Studies indicate that foam rolling post-exercise may help reduce DOMS (Delayed Onset Muscle Soreness). Plus, it’s really easy to do; With a foam roller, lay it perpendicular to the body part you wish to “roll out.” For instance, if you intend to foam roll your hamstrings, the foam roller should be perpendicular to your leg. Position yourself on top of the foam roller and gently roll back and forth for about 30 seconds to one minute on each tender point. This should help relieve tenderness, soreness, and stiffness.

If pain significantly increases (and it doesn’t feel like a “good” or “releasing” pain), stop this recovery technique immediately. We never want to do more harm than good!

3. Use Heat and Cold Therapy When Needed

Both heat and cold therapy have their place in recovery routines. Heat can help relieve tension and soreness, helping you relax. Meanwhile, cold may help reduce inflammation and pain post-workout.
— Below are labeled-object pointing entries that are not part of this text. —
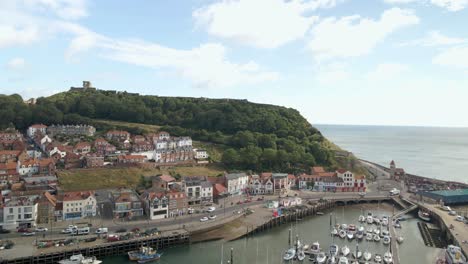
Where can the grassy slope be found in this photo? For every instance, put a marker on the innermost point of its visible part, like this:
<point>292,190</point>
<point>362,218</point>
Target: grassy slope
<point>101,178</point>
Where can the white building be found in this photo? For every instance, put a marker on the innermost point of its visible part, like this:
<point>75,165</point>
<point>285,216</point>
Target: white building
<point>347,176</point>
<point>32,130</point>
<point>20,211</point>
<point>200,154</point>
<point>206,192</point>
<point>78,205</point>
<point>157,205</point>
<point>237,183</point>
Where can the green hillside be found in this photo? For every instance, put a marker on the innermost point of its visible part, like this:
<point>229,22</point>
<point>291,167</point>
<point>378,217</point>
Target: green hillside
<point>251,136</point>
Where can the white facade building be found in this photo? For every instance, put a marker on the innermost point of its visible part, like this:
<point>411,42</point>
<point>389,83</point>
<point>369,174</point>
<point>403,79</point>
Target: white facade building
<point>78,205</point>
<point>237,183</point>
<point>20,212</point>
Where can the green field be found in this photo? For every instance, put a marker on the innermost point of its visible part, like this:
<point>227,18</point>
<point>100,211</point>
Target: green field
<point>101,178</point>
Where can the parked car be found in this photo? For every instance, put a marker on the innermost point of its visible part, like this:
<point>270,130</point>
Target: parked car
<point>23,230</point>
<point>121,230</point>
<point>41,229</point>
<point>4,231</point>
<point>102,230</point>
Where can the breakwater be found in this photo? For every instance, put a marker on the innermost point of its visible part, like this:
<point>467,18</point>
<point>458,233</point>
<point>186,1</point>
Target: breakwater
<point>106,249</point>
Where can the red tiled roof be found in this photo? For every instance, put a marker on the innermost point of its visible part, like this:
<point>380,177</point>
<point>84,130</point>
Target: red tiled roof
<point>73,196</point>
<point>167,178</point>
<point>317,170</point>
<point>38,126</point>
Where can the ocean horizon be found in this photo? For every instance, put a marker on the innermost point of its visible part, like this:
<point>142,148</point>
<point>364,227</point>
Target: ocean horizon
<point>435,152</point>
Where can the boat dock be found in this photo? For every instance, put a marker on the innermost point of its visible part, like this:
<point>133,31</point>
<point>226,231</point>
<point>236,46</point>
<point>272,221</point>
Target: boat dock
<point>105,249</point>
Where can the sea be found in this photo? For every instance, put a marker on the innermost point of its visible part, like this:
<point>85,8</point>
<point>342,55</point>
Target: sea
<point>435,152</point>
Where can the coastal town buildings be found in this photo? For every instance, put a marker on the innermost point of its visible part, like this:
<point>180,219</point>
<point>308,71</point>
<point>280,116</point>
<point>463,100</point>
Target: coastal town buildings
<point>78,205</point>
<point>71,130</point>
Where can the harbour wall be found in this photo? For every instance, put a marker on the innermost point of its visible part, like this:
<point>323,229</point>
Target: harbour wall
<point>106,249</point>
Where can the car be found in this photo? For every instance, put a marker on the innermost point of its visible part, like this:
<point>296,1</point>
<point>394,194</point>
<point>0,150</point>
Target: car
<point>121,230</point>
<point>102,230</point>
<point>4,231</point>
<point>67,231</point>
<point>446,208</point>
<point>41,229</point>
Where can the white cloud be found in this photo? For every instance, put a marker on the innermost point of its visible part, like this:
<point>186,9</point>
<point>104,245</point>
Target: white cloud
<point>205,66</point>
<point>387,71</point>
<point>354,36</point>
<point>16,64</point>
<point>451,5</point>
<point>454,57</point>
<point>259,23</point>
<point>393,2</point>
<point>435,38</point>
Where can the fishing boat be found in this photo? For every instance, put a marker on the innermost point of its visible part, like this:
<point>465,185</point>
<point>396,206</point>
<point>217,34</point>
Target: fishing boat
<point>144,255</point>
<point>385,220</point>
<point>378,258</point>
<point>400,239</point>
<point>376,238</point>
<point>362,218</point>
<point>454,255</point>
<point>342,233</point>
<point>321,258</point>
<point>289,254</point>
<point>345,250</point>
<point>376,220</point>
<point>80,259</point>
<point>367,255</point>
<point>334,232</point>
<point>343,260</point>
<point>424,215</point>
<point>314,249</point>
<point>386,240</point>
<point>388,259</point>
<point>369,218</point>
<point>300,255</point>
<point>334,249</point>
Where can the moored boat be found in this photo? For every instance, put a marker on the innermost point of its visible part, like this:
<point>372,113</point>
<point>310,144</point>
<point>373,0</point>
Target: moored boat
<point>424,215</point>
<point>289,254</point>
<point>388,258</point>
<point>454,255</point>
<point>80,259</point>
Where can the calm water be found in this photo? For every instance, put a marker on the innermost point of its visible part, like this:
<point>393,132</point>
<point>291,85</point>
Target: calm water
<point>432,152</point>
<point>269,246</point>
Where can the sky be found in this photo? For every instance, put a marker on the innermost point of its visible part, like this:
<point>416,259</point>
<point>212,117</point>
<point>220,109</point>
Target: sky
<point>366,62</point>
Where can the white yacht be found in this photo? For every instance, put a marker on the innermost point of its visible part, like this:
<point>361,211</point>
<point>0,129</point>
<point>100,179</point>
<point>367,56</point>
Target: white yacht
<point>345,250</point>
<point>80,259</point>
<point>343,260</point>
<point>367,255</point>
<point>386,240</point>
<point>321,258</point>
<point>388,258</point>
<point>454,255</point>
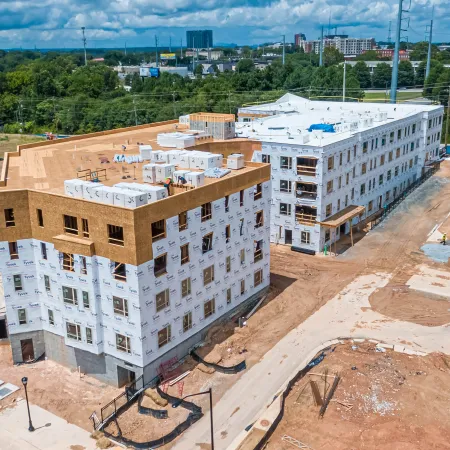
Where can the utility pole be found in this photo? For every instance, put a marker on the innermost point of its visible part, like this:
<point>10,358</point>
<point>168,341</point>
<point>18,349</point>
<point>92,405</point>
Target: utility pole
<point>193,54</point>
<point>430,40</point>
<point>343,86</point>
<point>448,120</point>
<point>394,79</point>
<point>84,46</point>
<point>321,49</point>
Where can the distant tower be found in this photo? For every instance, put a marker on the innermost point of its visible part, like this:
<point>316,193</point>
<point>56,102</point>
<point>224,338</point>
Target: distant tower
<point>84,46</point>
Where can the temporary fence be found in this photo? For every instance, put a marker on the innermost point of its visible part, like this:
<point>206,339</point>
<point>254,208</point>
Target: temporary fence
<point>233,369</point>
<point>194,415</point>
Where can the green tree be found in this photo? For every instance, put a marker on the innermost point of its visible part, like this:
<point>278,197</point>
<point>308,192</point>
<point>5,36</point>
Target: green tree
<point>362,73</point>
<point>245,66</point>
<point>382,75</point>
<point>332,56</point>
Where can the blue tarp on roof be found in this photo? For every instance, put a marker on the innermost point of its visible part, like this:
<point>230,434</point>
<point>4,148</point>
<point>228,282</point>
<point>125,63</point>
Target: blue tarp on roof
<point>325,127</point>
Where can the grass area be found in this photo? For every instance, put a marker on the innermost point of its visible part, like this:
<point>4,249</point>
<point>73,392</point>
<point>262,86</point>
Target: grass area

Most experts don’t recommend using cold immediately after a strength training workout since this may actually hinder muscle gains. Yet, you can use it the following day.
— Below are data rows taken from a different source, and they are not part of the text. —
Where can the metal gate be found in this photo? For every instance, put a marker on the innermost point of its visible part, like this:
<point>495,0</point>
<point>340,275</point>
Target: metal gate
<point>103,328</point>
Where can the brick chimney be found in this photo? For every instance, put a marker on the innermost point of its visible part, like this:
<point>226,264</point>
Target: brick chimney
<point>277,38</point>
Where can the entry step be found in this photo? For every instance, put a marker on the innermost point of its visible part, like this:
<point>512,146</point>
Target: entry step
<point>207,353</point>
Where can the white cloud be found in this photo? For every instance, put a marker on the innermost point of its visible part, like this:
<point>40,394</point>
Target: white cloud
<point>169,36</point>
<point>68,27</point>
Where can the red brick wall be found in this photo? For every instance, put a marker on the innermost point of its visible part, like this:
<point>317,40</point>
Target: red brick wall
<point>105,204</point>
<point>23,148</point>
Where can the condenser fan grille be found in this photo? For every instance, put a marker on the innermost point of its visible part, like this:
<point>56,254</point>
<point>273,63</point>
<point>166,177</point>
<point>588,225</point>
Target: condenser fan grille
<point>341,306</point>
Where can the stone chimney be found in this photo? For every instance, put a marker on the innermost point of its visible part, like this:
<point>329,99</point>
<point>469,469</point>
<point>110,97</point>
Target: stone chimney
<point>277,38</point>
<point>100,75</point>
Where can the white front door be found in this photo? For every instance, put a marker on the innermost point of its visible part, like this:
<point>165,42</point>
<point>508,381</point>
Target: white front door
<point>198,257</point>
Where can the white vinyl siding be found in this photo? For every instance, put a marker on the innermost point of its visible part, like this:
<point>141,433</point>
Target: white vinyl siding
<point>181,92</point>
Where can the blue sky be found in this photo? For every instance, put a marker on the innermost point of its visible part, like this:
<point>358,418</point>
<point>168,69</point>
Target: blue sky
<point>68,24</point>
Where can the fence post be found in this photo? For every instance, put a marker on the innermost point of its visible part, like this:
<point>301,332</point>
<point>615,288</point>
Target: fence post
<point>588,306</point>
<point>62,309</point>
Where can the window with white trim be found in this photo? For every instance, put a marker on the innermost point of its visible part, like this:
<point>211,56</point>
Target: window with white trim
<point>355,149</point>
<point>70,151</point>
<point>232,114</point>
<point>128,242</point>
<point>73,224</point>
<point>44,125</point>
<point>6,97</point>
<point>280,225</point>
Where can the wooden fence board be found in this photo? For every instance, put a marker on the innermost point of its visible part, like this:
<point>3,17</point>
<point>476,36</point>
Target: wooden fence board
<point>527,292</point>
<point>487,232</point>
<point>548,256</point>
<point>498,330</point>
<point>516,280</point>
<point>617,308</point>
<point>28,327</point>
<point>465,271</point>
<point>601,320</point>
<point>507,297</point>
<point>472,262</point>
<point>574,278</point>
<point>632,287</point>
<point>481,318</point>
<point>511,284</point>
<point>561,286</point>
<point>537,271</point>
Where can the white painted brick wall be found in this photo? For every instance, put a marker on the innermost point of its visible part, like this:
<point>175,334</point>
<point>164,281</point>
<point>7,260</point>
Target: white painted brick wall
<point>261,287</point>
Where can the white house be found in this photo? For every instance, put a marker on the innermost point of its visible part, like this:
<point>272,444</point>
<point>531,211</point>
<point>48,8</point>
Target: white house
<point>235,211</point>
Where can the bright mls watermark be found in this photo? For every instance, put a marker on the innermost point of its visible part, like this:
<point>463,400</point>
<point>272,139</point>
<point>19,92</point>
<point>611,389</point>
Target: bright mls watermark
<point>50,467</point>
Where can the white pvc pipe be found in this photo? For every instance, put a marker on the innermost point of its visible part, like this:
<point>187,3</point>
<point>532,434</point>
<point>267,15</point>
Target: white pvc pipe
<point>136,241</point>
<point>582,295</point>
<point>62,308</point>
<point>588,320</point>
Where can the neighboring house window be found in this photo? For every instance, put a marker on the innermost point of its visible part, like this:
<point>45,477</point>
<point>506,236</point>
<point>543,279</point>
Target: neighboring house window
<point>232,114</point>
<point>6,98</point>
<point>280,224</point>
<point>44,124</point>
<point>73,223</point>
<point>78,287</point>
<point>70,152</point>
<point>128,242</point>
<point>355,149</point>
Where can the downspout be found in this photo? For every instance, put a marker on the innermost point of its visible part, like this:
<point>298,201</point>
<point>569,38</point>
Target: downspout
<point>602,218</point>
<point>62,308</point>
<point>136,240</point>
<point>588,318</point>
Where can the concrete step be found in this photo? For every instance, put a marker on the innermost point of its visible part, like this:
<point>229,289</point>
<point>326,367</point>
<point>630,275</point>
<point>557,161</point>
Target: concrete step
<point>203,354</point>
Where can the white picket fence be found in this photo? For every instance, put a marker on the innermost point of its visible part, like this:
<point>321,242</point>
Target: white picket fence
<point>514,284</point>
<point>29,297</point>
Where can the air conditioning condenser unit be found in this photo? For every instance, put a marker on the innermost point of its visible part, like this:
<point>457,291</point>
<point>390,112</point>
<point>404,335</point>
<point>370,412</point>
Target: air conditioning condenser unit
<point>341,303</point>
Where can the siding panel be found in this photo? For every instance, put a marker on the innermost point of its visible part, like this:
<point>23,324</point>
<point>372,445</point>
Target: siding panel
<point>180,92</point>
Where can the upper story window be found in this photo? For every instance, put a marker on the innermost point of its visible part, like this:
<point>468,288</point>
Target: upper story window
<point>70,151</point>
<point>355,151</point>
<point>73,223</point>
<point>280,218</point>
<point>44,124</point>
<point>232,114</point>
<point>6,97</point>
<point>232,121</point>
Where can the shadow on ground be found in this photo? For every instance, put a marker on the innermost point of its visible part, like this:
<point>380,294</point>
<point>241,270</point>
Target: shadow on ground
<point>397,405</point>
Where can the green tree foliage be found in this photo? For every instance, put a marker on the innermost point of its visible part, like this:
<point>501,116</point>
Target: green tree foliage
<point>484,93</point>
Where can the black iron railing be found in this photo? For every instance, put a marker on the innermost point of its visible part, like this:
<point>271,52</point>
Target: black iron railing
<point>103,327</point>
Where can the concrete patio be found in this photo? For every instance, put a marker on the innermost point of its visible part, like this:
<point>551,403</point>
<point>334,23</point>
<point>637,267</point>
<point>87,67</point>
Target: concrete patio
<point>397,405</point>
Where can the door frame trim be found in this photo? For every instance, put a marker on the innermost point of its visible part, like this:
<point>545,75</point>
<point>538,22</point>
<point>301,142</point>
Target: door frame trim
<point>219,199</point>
Some may also choose to do contrast therapy. This is where you move between hot and cold, such as taking a cold shower and then applying heat to the sore areas or sitting in a sauna.

4. Stretch

Stretching, or yoga, is an effective way to elongate muscle tissue and release tension or tightness. This is a routine you can add to the end of your workout or use on recovery or rest days. Basically, all it requires is stretching any muscles worked that feel tight. Each stretch should be held for at least 30 seconds to truly reap the benefits.
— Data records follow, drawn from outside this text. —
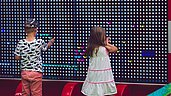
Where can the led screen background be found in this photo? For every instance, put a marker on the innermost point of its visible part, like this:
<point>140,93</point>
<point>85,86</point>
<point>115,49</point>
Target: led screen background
<point>138,28</point>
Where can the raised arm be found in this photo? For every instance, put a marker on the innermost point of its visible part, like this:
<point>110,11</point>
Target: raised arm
<point>111,48</point>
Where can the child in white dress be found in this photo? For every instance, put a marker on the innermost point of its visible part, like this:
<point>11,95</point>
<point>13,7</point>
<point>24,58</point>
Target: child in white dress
<point>99,80</point>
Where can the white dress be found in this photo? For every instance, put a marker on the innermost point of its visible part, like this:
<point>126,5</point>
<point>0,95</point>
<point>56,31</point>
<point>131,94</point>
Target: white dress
<point>99,80</point>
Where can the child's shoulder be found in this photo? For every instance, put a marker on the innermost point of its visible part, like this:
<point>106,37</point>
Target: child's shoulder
<point>39,40</point>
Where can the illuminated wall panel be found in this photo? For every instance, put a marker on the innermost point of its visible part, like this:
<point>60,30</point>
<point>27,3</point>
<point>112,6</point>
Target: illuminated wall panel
<point>138,28</point>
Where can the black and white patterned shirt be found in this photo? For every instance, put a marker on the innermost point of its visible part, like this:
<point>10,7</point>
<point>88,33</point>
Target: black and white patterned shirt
<point>30,53</point>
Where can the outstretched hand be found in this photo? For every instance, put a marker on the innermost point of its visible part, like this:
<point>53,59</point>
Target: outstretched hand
<point>51,42</point>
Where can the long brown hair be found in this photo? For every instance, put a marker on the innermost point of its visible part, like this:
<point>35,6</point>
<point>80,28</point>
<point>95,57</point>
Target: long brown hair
<point>96,39</point>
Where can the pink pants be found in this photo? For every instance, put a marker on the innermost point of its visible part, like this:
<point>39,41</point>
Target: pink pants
<point>31,83</point>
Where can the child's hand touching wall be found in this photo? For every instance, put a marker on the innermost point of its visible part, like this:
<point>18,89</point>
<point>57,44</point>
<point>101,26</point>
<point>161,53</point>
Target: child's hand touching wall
<point>51,42</point>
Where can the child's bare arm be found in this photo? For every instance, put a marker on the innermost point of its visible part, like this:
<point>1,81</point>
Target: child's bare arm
<point>17,57</point>
<point>51,42</point>
<point>111,48</point>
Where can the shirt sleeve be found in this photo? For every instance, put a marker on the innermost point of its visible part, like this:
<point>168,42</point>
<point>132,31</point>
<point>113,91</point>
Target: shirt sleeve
<point>18,50</point>
<point>44,45</point>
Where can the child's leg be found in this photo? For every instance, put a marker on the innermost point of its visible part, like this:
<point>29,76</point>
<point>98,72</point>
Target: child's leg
<point>25,84</point>
<point>36,84</point>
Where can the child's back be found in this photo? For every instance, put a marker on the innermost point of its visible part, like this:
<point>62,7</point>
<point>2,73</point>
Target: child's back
<point>99,80</point>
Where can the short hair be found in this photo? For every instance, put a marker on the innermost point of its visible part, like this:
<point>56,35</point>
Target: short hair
<point>30,25</point>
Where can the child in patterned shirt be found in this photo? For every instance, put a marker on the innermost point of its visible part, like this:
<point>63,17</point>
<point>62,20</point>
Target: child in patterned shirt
<point>29,52</point>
5. Focus on Fuelling Your Body Properly

We often debate the best pre-workout and post-workout meals or snacks. However, rest days also require mindfulness and attention when it comes to what you put in your body. Each meal or snack should contain about 30 grams of protein and adequate carbohydrates. Most of these nutrients should, ideally, come from whole foods, like vegetables, fruit, dairy products, and meat, since these types of foods also contain important micronutrients for recovery and health.

6. Stay Hydrated

Not drinking enough water can actually hinder your body’s ability to recover and your muscle's ability to repair and rebuild. Make sure you drink adequate water on your rest days and post-workout. Aim to drink about eight to nine glasses of water and limit alcohol to avoid dehydration.

7. Get a Massage

Research shows that a post-workout massage can significantly improves DOMS by up to 13%. Massage promotes recovery by improving blood flow, clearing exercise byproducts, reducing tension, decreasing pain, and breaking down any adhesions or scar tissue. It’s recommended to look for a deep tissue massage or sports massage for the best outcomes.

8. Prioritize Sleep

Sleep is one of the most underrated tools for better health and recovery. Researchers suggest that sleep deprivation may decrease the activity across protein synthesis pathways, leading to reduced muscle mass and reduced recovery capabilities. Sleep, particularly during the REM sleep stage, releases the growth hormone which guides muscle repair and growth. If we don’t get enough sleep, we can significantly impact our ability to build muscle or get stronger.

Most adults require at least seven to nine hours of quality sleep a night. This often means getting to bed by 10 pm so that you can obtain an adequate amount of sleep before work or sunrise the following day.

9. Consider Using Compression Garments

Many elite and professional athletes opt for compression garments to aid recovery. A small 2019 study indicated that wearing compression garments significantly lowered recovery time in German handball athletes. Yet, more studies need to be done to solidify the effectiveness of their use. At the same time, compression garments do help enhance blood flow, which can be beneficial for recovery post-workout.

Create Your Recovery Routine Today!

Use the above tips to determine what works well for you, so you can get back in the gym performing at your very best. While it may vary as to what recovery techniques you use, sleep, hydration, and nutritionare almost not up for debate as physiologically, we need adequate nutrition and sleep to build muscle and perform well in the gym. Remember, recovery matters just as much as hitting your numbers on the squat rack or bench press!